The volumes are unusual in their long history within a family library collection and in their relative lack of physical attention since the middle ages. Some clearly suffered damage and loss of bindings or leaves over the centuries, but only a few have been the subject of extensive modern conservation. While this means that the works are generally fragile, they also retain important evidence of their medieval creation, including binding structures.

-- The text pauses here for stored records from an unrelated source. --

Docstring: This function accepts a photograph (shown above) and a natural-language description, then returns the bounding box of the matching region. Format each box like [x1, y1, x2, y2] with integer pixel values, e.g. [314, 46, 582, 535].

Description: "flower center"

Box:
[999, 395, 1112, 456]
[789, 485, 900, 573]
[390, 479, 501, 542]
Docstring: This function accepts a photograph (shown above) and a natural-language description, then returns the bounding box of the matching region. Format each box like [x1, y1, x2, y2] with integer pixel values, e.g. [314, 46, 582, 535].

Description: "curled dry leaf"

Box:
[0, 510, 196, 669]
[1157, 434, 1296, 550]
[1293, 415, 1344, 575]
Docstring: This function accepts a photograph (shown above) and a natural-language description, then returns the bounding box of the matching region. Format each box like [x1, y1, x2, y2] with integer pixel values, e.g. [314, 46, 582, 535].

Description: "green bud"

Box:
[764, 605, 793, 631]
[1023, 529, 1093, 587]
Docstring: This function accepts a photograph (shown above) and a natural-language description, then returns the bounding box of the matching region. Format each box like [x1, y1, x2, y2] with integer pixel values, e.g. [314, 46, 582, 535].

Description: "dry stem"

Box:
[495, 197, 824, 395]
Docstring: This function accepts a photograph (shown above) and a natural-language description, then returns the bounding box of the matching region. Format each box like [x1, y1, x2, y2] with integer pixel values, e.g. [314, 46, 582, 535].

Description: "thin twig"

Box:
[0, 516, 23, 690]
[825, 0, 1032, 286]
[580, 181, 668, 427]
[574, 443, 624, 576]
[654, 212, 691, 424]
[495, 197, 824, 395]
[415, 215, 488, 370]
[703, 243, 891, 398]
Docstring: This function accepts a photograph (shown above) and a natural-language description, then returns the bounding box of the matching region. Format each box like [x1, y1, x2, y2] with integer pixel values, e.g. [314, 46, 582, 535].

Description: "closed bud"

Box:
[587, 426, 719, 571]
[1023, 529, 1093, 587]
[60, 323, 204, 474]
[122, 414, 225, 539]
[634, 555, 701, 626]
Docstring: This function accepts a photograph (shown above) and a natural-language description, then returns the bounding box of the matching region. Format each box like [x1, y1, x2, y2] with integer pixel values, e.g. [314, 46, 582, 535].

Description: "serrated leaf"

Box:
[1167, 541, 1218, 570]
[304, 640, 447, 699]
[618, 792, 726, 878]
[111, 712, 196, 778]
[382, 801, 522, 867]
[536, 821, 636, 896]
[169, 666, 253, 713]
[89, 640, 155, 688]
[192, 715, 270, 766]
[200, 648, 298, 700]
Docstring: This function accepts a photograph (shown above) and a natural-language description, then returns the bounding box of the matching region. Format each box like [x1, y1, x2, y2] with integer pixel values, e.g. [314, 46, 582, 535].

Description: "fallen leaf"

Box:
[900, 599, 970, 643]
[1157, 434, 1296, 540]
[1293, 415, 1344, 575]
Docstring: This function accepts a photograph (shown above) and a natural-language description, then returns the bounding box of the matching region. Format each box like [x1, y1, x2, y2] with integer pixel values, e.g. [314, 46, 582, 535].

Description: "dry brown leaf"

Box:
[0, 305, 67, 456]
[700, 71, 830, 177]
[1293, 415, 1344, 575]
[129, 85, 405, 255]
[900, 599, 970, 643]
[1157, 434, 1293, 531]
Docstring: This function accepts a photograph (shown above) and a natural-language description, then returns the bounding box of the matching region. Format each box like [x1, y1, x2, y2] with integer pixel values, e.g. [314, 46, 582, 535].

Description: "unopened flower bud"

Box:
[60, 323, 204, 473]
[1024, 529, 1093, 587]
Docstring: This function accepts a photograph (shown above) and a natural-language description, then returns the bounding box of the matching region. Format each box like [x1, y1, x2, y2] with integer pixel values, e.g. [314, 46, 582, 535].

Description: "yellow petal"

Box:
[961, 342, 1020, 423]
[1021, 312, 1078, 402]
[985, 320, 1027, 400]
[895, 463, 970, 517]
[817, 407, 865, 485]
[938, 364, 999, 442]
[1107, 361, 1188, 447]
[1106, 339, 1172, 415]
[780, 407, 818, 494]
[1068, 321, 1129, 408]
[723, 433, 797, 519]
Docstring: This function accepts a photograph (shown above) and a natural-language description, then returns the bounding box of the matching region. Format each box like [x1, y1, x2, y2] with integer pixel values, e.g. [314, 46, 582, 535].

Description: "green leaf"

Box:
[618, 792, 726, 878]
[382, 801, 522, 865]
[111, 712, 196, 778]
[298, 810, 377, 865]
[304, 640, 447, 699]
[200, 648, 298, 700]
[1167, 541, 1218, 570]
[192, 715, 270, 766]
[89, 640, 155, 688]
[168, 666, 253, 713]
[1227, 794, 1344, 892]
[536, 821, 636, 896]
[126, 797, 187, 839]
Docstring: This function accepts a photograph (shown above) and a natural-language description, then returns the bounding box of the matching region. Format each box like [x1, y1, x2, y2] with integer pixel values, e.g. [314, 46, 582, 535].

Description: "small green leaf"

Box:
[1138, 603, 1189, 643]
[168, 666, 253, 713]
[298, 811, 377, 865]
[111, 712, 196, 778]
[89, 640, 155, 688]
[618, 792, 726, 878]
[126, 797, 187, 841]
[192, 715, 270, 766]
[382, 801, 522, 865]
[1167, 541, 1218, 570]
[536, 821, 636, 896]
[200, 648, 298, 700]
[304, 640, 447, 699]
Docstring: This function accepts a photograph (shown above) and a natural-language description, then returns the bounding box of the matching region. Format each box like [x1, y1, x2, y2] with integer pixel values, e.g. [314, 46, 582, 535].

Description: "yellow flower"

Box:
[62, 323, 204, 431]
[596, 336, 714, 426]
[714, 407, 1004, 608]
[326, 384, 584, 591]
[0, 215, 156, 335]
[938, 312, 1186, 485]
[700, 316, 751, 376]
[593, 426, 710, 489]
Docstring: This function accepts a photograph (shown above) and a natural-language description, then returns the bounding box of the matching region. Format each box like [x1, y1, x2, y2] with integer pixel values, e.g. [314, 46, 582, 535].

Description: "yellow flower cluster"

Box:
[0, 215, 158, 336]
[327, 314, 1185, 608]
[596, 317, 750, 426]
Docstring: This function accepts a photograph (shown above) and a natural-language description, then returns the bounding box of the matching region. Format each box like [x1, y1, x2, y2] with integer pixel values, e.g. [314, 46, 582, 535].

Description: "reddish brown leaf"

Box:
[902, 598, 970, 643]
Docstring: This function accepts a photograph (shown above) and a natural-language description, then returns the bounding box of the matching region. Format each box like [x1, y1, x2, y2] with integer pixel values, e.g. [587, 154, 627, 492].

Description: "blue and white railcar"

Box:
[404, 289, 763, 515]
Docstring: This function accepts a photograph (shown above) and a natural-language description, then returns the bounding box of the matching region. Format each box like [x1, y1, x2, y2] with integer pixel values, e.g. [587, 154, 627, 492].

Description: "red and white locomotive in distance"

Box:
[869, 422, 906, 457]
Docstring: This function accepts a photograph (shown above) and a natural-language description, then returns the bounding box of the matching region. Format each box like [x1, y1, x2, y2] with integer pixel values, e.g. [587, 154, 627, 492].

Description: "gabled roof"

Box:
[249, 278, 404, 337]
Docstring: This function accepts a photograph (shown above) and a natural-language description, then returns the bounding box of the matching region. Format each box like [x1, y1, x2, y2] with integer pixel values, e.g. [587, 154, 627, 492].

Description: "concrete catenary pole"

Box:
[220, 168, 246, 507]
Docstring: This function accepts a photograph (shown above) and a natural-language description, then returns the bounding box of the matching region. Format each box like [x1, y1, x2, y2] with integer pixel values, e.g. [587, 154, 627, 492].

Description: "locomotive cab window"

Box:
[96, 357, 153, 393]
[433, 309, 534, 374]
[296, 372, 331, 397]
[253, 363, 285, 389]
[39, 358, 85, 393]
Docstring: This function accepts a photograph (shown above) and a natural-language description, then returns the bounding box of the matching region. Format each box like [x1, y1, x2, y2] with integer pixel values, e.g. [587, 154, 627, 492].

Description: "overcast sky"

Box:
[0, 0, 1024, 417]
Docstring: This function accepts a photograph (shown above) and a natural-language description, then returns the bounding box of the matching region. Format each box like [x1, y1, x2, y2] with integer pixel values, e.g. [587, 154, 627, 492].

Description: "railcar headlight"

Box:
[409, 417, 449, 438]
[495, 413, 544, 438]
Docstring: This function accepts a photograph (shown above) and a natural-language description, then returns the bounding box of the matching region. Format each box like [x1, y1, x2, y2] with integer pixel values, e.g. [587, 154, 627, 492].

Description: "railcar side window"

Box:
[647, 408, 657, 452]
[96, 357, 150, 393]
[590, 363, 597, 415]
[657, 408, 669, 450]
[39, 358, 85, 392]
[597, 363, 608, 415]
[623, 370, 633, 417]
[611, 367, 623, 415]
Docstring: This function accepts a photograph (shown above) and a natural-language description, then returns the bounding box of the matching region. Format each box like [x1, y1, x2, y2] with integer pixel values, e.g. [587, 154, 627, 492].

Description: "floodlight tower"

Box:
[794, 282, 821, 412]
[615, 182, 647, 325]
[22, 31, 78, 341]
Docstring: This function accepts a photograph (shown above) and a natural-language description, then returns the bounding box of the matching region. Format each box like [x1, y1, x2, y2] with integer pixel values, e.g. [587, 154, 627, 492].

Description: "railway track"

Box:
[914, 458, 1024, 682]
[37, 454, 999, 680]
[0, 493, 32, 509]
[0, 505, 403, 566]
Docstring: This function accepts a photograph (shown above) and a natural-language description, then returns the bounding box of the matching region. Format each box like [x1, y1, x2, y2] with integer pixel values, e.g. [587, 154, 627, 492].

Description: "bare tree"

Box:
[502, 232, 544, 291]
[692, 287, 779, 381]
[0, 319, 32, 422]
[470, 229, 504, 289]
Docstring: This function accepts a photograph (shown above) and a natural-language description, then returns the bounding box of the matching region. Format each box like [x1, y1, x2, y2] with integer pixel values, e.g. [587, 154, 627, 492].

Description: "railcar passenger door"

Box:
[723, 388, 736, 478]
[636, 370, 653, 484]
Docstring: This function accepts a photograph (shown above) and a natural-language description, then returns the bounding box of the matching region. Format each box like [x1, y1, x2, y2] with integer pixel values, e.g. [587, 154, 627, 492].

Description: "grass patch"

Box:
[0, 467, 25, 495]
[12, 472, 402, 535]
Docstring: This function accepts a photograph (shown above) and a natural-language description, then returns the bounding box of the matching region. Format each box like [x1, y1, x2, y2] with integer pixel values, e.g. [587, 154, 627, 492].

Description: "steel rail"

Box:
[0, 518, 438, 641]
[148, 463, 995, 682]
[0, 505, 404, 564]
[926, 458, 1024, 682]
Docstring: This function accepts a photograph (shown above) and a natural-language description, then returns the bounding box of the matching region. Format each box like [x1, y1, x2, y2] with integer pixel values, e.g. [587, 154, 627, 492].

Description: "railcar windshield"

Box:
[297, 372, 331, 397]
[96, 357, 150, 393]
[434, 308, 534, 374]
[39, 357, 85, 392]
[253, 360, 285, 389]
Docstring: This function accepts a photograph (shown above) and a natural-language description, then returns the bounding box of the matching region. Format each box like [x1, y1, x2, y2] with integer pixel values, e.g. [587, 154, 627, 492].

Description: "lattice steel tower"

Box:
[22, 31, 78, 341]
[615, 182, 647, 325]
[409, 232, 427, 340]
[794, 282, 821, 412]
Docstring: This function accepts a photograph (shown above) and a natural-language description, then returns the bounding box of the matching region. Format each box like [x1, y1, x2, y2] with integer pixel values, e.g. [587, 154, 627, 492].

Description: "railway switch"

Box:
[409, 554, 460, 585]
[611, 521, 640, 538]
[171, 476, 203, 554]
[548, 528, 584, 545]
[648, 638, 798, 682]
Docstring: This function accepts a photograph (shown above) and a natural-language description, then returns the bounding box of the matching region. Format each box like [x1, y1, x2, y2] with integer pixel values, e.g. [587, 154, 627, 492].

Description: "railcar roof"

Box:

The Collection also includes over 40 published works and many printed pamphlets from the original Wollaton Hall Library. Titles range from the 16th to 19th centuries. As with the manuscripts, many of the works are fragile and show evidence of earlier repair and rebinding. The subjects are varied, but there is a particular concentration of travel writing. Of special note is a copy of Samuel Purchas, 'Purchas his pilgrimes, containing a History of the World in Sea Voyages and Land Travel by Englishmen and Others' (London: 1625), which drew on the travel literature collected by Richard Hakluyt. Seventeenth and early eighteenth-century perceptions of foreign lands and cultures are further represented in the Collection in texts concerning Russia, China, Egypt, Turkey, the East Indies and other territories.
The final small group of papers includes loose papers, broadsheets and newspaper cuttings relating to diverse subjects, with particular relevance to the East Midlands area. They were traditionally housed with the printed works in the Collection.